DGX H100-80GB Results:

Execution Type	Wall Clock Time (ms)
torch-eager	53.775
Thunder-nvFuser	37.977
Thunder-torch.compile	38.979
Thunder-torch	96.625
torch.compile	37.963

L40 Results:

Execution Type	Wall Clock Time (ms)
torch-eager	202.513
Thunder-nvFuser	188.717
Thunder-torch.compile	195.734
Thunder-torch	295.482
torch.compile	186.761

kevinstephano · 2024-12-02T23:26:47Z

import torch
import thunder
from functools import partial, wraps
from typing import Callable
from collections import OrderedDict

class MyFusion(torch.nn.Module):
    def __init__(self):
        super(MyFusion, self).__init__()

    def forward(self, input1, input2):
        arg1 = input1

        for _ in range(1):
            out = arg1 + input2
            arg1 = out

        return out

inputs = [
        torch.randn(8, 8, device='cuda'),
        torch.randn(8, 8, device='cuda'),
        ]

model = MyFusion().cuda()

def cuda_timer(warmup_iters: int = 2, timing_iters: int = 10):
    def decorator(fn: Callable) -> Callable:
        @wraps(fn)
        def wrapper(*args, **kwargs) -> float:
            for _ in range(warmup_iters):
                fn(*args, **kwargs)

            start = torch.cuda.Event(enable_timing=True)
            end = torch.cuda.Event(enable_timing=True)

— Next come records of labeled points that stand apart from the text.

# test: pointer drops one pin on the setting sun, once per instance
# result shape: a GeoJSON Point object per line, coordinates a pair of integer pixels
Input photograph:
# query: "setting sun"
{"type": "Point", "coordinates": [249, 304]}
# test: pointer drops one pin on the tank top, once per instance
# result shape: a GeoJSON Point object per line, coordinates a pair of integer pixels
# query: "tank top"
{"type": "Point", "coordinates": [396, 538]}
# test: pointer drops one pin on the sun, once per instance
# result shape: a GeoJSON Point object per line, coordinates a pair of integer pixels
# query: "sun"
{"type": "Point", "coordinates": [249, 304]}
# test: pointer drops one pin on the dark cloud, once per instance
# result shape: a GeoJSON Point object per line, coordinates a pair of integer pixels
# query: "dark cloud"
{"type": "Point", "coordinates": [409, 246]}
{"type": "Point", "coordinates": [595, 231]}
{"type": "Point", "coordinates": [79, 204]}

            torch.cuda.synchronize()
            start.record()
            for _ in range(timing_iters):
                fn(*args, **kwargs)
            end.record()
            torch.cuda.synchronize()

            kernel_time = start.elapsed_time(end) / timing_iters
            return kernel_time
        return wrapper
    return decorator

@cuda_timer()
def run_model(mymodel, args) :
    res = mymodel(*args)

def eager(fn):
    return fn

executors = OrderedDict()
executors['Thunder-nvFuser'] = thunder.jit
executors['Thunder-torch.compile'] = partial(thunder.jit, executors=['apex', 'cudnn', 'sdpa', 'torchcompile'])
executors['Thunder-torch'] = partial(thunder.jit, executors=['apex', 'cudnn', 'sdpa'])
executors['torch.compile'] = torch.compile
executors['torch-eager'] = eager

#print(inspect.signature(model.forward, follow_wrapped=True))

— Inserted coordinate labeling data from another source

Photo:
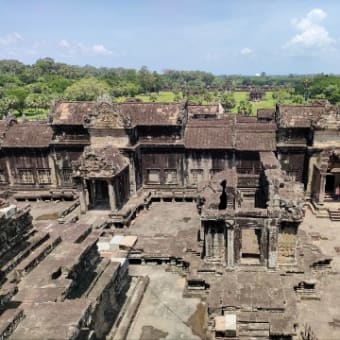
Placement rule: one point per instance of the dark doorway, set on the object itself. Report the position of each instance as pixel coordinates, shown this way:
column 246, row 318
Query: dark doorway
column 223, row 197
column 99, row 194
column 330, row 182
column 251, row 246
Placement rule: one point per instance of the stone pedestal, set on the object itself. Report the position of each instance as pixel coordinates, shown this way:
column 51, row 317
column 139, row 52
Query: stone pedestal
column 112, row 196
column 272, row 248
column 230, row 247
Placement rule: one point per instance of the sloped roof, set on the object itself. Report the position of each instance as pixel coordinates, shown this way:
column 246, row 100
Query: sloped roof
column 152, row 113
column 209, row 134
column 28, row 134
column 203, row 109
column 265, row 113
column 70, row 113
column 255, row 136
column 100, row 162
column 300, row 116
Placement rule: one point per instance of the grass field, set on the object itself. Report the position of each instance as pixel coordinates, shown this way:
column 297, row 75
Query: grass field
column 168, row 96
column 267, row 102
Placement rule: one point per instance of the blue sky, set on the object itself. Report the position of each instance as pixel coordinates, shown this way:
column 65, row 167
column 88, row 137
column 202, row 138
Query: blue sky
column 220, row 36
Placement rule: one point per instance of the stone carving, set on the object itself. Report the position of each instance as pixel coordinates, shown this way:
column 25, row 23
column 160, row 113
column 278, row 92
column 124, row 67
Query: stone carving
column 99, row 163
column 106, row 115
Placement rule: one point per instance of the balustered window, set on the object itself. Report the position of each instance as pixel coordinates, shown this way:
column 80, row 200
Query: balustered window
column 170, row 176
column 154, row 176
column 26, row 176
column 44, row 176
column 66, row 175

for name, func in executors.items():
    exec_model = func(model)
    kernel_time = run_model(exec_model, inputs)
    print(f"{name} {kernel_time:.03f} ms")

DGX H100-80GB Results:

Execution Type	Wall Clock Time (ms)
Thunder-nvFuser	0.072
Thunder-torch.compile	0.075
Thunder-torch	0.042
torch.compile	0.026
torch-eager	0.007

It's unknown whether the Thunder-nvFuser executor and the Thunder-torch.compile executor paths have equivalent latencies despite having similar latency numbers. A guess is that there is ~10us are recomputed launch parameters in nvFuser that are more expensive than torch.compile as going through some caching and having to allocate outputs should also be required by both. It is known that torch.compile uses pool allocations for outputs and that would show up in fusions that have more outputs.

Some possible changes:

Remove recomputeArgs when an ExecutorEntry was previously calculated. (~6 us)
Move Output Allocations to a pool allocation.
Look at cache lookups based on inputs.

Todo:

Look closer at segmentation
Look at multiple output cases for how expensive the output allocation appears.

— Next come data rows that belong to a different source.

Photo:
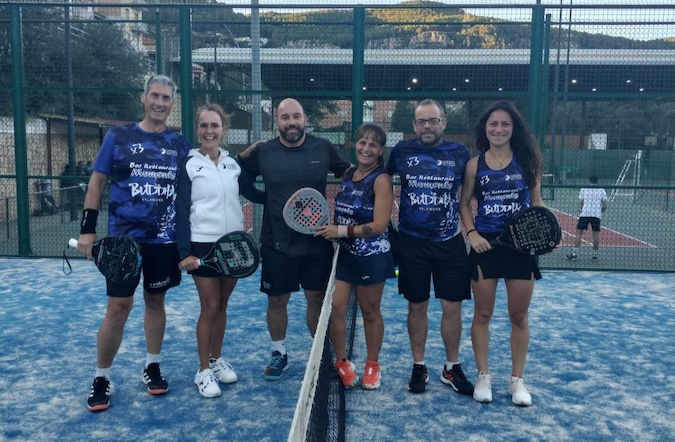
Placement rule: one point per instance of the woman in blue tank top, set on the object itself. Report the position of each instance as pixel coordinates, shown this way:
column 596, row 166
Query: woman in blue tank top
column 504, row 179
column 362, row 212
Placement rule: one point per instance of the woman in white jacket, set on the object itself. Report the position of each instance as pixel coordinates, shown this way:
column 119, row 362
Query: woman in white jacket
column 208, row 207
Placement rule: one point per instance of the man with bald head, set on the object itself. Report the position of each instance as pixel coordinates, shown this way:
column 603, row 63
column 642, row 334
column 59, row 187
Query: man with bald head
column 291, row 260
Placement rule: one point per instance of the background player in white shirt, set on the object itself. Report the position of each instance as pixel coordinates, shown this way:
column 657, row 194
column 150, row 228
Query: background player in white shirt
column 593, row 202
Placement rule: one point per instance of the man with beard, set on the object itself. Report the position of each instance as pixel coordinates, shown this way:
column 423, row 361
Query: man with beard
column 291, row 260
column 430, row 243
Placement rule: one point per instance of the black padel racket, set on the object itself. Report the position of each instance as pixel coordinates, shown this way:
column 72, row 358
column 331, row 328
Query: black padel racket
column 533, row 231
column 234, row 254
column 118, row 258
column 306, row 210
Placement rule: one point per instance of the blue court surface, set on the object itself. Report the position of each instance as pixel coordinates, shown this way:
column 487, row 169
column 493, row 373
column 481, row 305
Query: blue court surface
column 601, row 366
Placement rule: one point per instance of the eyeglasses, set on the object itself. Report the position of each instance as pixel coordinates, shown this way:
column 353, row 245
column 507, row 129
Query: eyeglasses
column 432, row 121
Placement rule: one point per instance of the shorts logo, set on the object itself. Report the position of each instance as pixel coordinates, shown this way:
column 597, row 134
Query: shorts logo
column 159, row 284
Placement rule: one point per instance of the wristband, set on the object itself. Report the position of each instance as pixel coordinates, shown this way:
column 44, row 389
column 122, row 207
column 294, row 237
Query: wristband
column 88, row 224
column 350, row 232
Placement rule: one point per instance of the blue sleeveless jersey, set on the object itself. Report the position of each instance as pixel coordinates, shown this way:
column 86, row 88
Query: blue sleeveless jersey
column 431, row 178
column 500, row 194
column 143, row 170
column 354, row 205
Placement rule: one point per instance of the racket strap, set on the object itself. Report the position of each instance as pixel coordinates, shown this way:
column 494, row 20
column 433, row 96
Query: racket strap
column 66, row 262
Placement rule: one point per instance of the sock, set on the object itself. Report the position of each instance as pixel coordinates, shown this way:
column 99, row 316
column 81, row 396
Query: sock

Below is the change with recomputeArgs removed. We see a ~6us decrease. The non-API time goes down from ~20 us to ~14 us.

kevinstephano · 2024-12-03T00:42:21Z

Breaking down a step of Thunder-nvFuser Host Overhead from the above simple example:

Contributor	Time (us)
Thunder	45
nvFuser	25
Cuda API	4.5

kevinstephano · 2024-12-03T01:24:31Z

import torch
import thunder
from transformers.models.llama import LlamaForCausalLM, LlamaConfig
from typing import Callable
from functools import partial, wraps
from collections import OrderedDict

LLAMA_3_2_1B_CFG = {
    "architectures": ["LlamaForCausalLM"],
    "attention_bias": False,
    "attention_dropout": 0.0,
    "bos_token_id": 128000,
    "eos_token_id": 128001,
    "head_dim": 64,
    "hidden_act": "silu",
    "hidden_size": 2048,
    "initializer_range": 0.02,
    "intermediate_size": 8192,
    "max_position_embeddings": 131072,
    "mlp_bias": False,
    "model_type": "llama",
    "num_attention_heads": 32,
    "num_hidden_layers": 16,
    "num_key_value_heads": 8,
    "pretraining_tp": 1,
    "rms_norm_eps": 1e-05,
    "rope_scaling": {
        "factor": 32.0,
        "high_freq_factor": 4.0,
        "low_freq_factor": 1.0,
        "original_max_position_embeddings": 8192,
        "rope_type": "llama3",
    },
    "rope_theta": 500000.0,
    "tie_word_embeddings": True,
    "torch_dtype": "bfloat16",
    "transformers_version": "4.45.0.dev0",
    "use_cache": True,
    "vocab_size": 128256,
    "_commit_hash": "4e20de362430cd3b72f300e6b0f18e50e7166e08",
}


config = LlamaConfig(**LLAMA_3_2_1B_CFG)
config.num_hidden_layers = 1

with torch.device("cuda"):
    model = LlamaForCausalLM(config).to(torch.bfloat16).requires_grad_(False).eval()

args = dict(
    cache_positions=torch.arange(6, device="cuda"),
    input_ids=torch.tensor([[128000, 791, 1401, 311, 2324, 374]], device="cuda"),
    attention_mask=torch.ones(1, 6, dtype=torch.int64, device="cuda"),
    inputs_embeds=None,
    use_cache=True,
    return_dict=True,
)

def cuda_timer(warmup_iters: int = 10, timing_iters: int = 40):
    def decorator(fn: Callable) -> Callable:
        @wraps(fn)
        def wrapper(*args, **kwargs) -> float:
            for _ in range(warmup_iters):
                fn(*args, **kwargs)

            start = torch.cuda.Event(enable_timing=True)
            end = torch.cuda.Event(enable_timing=True)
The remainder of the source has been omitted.